鍵長ごとにラウンド数は異なり、AES128は10回、AES192は12回です。
3. AES256のメリット
AES256のメリットとして、主に次のようなものが挙げられます。
堅牢性
AES256は2の256乗の鍵パターンをもちます。2の256乗は天文学的な数値で、現代のコンピューター技術を使って、ブルートフォース(総当たり)攻撃しても、現実的に暗号鍵を解読できないとされています。

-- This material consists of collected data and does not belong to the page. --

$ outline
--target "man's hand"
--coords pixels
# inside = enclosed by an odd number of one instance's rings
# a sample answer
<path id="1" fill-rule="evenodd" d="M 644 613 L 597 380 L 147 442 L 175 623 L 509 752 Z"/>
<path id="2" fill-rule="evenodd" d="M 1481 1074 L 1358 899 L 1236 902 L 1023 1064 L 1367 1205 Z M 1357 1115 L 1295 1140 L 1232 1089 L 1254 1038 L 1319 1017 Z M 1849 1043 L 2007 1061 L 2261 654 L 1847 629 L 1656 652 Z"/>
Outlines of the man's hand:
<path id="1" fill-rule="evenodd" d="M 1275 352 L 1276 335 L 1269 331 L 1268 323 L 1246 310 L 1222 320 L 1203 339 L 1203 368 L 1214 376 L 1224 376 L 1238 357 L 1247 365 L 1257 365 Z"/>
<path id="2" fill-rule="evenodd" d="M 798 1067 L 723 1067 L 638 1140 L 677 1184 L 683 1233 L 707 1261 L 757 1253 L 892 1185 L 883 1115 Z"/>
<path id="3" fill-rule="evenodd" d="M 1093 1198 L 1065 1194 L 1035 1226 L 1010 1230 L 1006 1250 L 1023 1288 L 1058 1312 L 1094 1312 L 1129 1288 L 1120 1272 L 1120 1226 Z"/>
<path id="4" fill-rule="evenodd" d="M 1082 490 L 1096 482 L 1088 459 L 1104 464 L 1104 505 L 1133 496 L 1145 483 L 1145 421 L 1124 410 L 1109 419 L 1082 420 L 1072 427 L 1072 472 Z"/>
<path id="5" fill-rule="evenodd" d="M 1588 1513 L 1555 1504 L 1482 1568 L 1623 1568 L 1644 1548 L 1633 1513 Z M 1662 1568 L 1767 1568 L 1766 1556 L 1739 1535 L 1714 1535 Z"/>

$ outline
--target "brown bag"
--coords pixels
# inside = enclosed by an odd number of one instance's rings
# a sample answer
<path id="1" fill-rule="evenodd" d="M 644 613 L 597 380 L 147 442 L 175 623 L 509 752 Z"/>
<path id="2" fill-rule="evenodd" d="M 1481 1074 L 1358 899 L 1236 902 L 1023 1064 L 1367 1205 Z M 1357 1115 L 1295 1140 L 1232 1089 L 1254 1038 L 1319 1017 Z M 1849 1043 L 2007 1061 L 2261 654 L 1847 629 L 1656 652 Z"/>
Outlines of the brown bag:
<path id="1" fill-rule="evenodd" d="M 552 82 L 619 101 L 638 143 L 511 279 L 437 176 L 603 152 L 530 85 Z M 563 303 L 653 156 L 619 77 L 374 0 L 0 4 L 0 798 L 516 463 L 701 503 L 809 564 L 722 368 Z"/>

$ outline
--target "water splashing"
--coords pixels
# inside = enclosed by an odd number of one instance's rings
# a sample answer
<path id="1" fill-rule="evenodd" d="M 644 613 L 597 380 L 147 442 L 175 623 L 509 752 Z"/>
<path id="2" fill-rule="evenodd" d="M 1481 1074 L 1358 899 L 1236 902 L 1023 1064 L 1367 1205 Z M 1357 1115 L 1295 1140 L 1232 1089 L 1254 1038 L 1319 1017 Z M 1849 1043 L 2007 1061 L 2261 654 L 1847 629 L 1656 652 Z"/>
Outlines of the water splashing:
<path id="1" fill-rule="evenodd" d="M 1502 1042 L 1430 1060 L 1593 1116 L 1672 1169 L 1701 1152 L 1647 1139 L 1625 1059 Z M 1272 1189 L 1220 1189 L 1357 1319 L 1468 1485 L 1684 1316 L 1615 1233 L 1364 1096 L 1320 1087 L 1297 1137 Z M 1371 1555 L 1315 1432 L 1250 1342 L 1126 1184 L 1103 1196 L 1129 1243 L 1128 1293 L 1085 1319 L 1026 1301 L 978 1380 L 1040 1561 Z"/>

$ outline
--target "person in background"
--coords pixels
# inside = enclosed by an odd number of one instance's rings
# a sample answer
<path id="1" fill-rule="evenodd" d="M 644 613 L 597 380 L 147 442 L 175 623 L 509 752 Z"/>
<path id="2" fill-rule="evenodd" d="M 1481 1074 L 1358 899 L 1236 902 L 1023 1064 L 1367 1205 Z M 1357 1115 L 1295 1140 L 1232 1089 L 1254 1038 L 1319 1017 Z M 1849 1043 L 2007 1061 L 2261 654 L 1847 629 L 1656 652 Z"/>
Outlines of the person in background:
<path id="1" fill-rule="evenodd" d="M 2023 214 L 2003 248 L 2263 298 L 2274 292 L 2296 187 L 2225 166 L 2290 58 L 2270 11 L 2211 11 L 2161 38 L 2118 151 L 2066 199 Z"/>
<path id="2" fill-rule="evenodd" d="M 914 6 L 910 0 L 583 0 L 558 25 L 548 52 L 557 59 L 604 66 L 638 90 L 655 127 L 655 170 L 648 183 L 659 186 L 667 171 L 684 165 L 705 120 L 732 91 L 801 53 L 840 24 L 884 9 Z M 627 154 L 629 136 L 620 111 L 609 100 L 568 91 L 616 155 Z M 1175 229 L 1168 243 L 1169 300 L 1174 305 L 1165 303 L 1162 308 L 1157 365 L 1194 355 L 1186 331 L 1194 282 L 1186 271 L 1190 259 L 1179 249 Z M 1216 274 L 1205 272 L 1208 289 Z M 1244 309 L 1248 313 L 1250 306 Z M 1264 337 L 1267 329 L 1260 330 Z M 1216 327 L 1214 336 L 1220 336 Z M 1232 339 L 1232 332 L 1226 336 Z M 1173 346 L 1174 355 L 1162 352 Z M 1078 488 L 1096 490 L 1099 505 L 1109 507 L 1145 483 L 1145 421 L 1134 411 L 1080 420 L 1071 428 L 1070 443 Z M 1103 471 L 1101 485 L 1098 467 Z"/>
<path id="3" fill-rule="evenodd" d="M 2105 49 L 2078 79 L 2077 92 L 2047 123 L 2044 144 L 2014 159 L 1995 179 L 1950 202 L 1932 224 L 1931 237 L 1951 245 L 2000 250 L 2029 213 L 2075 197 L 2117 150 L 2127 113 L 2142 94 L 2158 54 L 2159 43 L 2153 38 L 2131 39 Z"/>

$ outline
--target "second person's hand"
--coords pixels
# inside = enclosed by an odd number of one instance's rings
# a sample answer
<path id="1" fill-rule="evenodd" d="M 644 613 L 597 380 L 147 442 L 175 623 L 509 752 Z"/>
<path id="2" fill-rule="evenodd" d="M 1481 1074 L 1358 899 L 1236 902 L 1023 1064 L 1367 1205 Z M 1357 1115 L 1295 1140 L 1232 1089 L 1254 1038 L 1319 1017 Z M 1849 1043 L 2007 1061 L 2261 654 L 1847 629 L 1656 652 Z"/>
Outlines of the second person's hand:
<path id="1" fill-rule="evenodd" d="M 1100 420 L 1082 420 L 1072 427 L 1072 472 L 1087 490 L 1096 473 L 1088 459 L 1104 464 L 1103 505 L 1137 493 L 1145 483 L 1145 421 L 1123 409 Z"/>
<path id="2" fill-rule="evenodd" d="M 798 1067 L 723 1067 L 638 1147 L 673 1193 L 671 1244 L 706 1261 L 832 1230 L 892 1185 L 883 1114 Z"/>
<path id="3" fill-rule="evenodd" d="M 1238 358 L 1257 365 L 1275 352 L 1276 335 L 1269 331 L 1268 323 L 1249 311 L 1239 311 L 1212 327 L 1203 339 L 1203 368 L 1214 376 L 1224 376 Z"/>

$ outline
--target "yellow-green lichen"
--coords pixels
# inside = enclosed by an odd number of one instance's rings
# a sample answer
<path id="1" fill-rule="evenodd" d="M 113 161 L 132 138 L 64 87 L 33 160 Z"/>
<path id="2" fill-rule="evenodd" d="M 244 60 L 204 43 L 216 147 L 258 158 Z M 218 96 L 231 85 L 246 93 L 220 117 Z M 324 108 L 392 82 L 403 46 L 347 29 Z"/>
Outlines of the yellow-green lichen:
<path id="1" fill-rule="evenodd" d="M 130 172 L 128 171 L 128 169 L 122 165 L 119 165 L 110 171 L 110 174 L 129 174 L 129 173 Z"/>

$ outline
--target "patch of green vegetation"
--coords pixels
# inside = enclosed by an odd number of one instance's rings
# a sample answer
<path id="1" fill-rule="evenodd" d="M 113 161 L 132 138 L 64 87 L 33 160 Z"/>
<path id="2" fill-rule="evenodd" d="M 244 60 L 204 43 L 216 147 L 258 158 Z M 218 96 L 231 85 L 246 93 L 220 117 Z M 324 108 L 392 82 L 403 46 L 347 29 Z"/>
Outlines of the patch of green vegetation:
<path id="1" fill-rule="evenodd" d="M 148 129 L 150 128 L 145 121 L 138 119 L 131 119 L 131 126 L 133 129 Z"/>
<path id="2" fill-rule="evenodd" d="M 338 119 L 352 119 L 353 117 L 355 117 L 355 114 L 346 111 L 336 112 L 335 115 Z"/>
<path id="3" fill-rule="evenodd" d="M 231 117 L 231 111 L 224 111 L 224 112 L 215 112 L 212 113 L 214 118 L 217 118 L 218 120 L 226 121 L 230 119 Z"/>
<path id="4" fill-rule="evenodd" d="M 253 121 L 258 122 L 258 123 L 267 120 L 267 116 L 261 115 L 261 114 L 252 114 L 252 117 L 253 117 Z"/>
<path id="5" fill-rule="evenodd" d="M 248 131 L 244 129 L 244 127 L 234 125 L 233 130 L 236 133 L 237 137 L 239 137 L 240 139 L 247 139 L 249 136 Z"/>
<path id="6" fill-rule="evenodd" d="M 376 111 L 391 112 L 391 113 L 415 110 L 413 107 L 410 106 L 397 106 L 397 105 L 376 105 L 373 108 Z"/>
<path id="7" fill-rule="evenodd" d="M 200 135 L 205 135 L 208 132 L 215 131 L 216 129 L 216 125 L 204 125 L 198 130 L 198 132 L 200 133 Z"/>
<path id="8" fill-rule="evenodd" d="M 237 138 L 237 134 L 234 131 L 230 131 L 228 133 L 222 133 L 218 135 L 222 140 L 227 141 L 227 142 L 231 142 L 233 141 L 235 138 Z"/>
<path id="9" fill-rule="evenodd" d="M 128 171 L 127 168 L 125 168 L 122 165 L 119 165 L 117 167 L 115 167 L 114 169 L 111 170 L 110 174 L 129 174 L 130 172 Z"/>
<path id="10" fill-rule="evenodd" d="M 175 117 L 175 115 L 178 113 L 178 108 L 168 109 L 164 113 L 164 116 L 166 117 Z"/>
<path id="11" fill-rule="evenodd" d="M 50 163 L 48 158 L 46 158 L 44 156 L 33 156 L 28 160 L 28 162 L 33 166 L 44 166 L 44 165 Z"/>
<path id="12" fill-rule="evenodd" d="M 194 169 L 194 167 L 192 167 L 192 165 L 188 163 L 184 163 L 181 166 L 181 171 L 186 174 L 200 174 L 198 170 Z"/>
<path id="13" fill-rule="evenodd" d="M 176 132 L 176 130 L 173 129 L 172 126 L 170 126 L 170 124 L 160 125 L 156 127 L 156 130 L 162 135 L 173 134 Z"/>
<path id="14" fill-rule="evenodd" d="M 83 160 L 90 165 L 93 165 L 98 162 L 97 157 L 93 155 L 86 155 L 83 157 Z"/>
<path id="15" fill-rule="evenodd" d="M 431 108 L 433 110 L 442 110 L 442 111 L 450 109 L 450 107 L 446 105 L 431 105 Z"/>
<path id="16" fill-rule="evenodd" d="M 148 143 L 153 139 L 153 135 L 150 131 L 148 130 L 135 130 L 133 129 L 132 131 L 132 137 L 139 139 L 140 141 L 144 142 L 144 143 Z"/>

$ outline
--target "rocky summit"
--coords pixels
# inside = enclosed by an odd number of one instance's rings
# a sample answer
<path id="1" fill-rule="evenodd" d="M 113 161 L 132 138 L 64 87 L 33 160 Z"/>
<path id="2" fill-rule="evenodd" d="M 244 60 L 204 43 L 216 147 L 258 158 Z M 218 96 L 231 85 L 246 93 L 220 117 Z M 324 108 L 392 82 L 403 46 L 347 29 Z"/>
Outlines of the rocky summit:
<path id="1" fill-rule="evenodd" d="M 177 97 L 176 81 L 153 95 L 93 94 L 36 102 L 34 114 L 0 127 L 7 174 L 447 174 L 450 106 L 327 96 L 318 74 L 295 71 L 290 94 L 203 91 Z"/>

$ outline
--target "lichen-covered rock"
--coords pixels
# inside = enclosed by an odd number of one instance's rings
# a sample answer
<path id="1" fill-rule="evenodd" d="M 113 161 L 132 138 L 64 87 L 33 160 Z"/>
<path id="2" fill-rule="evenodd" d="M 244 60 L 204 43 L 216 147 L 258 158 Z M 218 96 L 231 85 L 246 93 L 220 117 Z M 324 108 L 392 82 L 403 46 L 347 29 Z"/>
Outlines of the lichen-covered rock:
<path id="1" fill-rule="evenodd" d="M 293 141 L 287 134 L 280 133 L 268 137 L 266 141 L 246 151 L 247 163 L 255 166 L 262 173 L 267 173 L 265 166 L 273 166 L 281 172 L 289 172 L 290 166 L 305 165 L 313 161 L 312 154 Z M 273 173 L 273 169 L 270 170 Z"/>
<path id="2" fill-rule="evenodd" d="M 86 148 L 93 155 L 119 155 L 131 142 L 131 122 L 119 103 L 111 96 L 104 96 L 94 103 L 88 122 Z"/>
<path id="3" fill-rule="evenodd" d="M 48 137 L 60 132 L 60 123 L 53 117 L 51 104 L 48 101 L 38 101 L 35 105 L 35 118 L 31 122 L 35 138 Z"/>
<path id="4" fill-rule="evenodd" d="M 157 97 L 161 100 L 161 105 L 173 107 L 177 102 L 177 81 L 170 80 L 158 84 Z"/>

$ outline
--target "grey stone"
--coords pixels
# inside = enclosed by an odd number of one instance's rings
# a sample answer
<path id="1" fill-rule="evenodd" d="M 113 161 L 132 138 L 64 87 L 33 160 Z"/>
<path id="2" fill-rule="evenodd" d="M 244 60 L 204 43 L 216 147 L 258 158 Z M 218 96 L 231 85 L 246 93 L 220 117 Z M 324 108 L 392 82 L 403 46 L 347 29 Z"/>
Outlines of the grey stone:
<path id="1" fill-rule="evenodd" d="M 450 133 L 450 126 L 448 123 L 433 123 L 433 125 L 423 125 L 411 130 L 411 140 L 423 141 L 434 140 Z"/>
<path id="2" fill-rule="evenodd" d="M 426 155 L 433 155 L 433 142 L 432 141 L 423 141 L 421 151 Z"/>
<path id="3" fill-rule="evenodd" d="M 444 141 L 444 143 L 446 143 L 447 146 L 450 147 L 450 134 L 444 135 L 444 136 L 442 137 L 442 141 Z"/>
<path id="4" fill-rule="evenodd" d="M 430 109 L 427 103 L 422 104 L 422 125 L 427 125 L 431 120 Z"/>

AES256の最大のメリットはこの堅牢性であり、さまざまなサイバー攻撃からデータを保護するために活用できます。
情報漏えいリスクの低減
AES256で暗号化したデータは、復号するために必ず鍵が必要です。鍵がなければアクセスもできないため、物理的にデータを盗まれたり、不正アクセスによって情報が漏えいしたりするケースも防げます。
4. AES256の活用分野
AES256は具体的に次のような分野で活用されています。
通信の暗号化
インターネット上でデータを安全に転送するために広く活用されています。たとえばWebサイトのTLS/SSL暗号化、VPN(Virtual Private Network)による安全なリモートアクセス、電子メールの暗号化などが挙げられます。AES256により通信中のデータが盗聴・改ざんされるリスクを低減できます。
VPNの詳細は、以下の記事をご覧ください。
ストレージサービス
ハードディスクの暗号化、クラウドストレージサービス(Google Drive、OneDriveなど)でのデータ保護に使用されています。物理的なデバイスの紛失や盗難による漏えいリスク、クラウド上でのデータ漏えいを防ぎます。
モバイルセキュリティ
iOSやAndroidデバイスは、内部データの暗号化にAES256を使用しており、デバイスの盗難・紛失時にもユーザーデータを保護します。また、アプリケーションからのデータ漏えいを防ぐために、AES256を使用してアプリケーション内のデータを暗号化する場合もあります。
5. AES256を運用するうえでの注意点
AES256は非常に堅牢な仕組みですが、リスクはゼロではありません。次のような点に注意しましょう。
鍵の管理
データが暗号化されていても、復号鍵が漏えいすると復号されてしまいます。暗号化した情報と復号鍵を分離し、漏えいを防止する適切な措置が必要です。また、暗号化された情報と復号鍵を遠隔操作で削除できる機能を備えているとよいでしょう。
パフォーマンス
鍵穴が長いほど、暗号化・復号に時間や費用がかかり、パフォーマンスは低くなります。そのため、リソースが限られた環境では、パフォーマンスへの影響を考慮すべきです。
まとめ
AES256は、AESのなかでももっとも鍵長が長く、高いセキュリティを提供します。長期間にわたり厳重に保護したいデータには、AES256の活用が有効です。しかし、復号鍵の管理やパフォーマンスの懸念など、注意すべき点もあります。AESの特徴を理解したうえで、適切な運用を検討してみてください。